Create a codes tibble for categorical fields:

codes <- tibble::tibble(
  dataset_id = "nuseds-fraser-coho-2024",
  table_id = "escapement",
  column_name = "RUN_TYPE",
  code_value = "FALL",
  code_label = "Fall run timing",
  code_description = NA_character_,
  concept_scheme_iri = NA_character_,
  term_iri = NA_character_,
  term_type = NA_character_
)

# Apply dictionary with codes to get factor levels
transformed_df <- apply_salmon_dictionary(df, dict, codes = codes)

Creating the Enriched Package

Create the package with codes:

pkg_path <- create_salmon_datapackage(
  resources = resources,
  dataset_meta = dataset_meta,
  table_meta = table_meta,
  dict = dict,
  codes = codes,  # Include codes
  path = tempdir(),
  format = "csv",
  overwrite = TRUE
)

Best Practices

  1. Start simple: Use infer_dictionary() to bootstrap, then manually enrich semantic fields.
  2. Validate early: Run validate_dictionary() before creating packages.
  3. Keep data as-is: You don’t need to transform data unless you want to; packaging preserves original structure.
  4. Use codes for categoricals: Code lists ensure consistent values and enable factor levels in R.
  5. Link to ontology: Add IRIs to connect your data to the DFO Salmon Ontology for interoperability.
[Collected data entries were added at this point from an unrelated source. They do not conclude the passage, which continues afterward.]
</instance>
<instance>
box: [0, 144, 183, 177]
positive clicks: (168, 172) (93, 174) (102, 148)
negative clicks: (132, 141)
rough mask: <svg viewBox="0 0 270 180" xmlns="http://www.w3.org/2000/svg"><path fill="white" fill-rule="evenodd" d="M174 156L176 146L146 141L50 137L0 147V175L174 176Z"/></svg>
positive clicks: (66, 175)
Key IRIs include:
    • https://w3id.org/gcdfo/salmon#ConservationUnit - Conservation Units
    • https://w3id.org/gcdfo/salmon#Stock - Stock entities
    • https://w3id.org/gcdfo/salmon#EscapementMeasurement - Escapement measurements
    • https://w3id.org/gcdfo/salmon#BroodYear - Brood year references
    • https://w3id.org/gcdfo/salmon#CatchYear - Catch year references
    • https://w3id.org/gcdfo/salmon#WSPBiologicalStatusZoneScheme - Status zone scheme (Green/Amber/Red)
    • https://w3id.org/gcdfo/salmon#SalmonOriginScheme - Origin scheme (natural/hatchery)
    • See the full ontology at https://w3id.org/gcdfo/salmon for all available terms

Next Steps

  • See the GPT collaboration vignette for using AI assistance to propose dictionaries and IRIs.
  • Explore the datapackage.json file to understand the Frictionless Data Package structure.
  • Check the DFO Salmon Ontology repository for available terms and IRIs.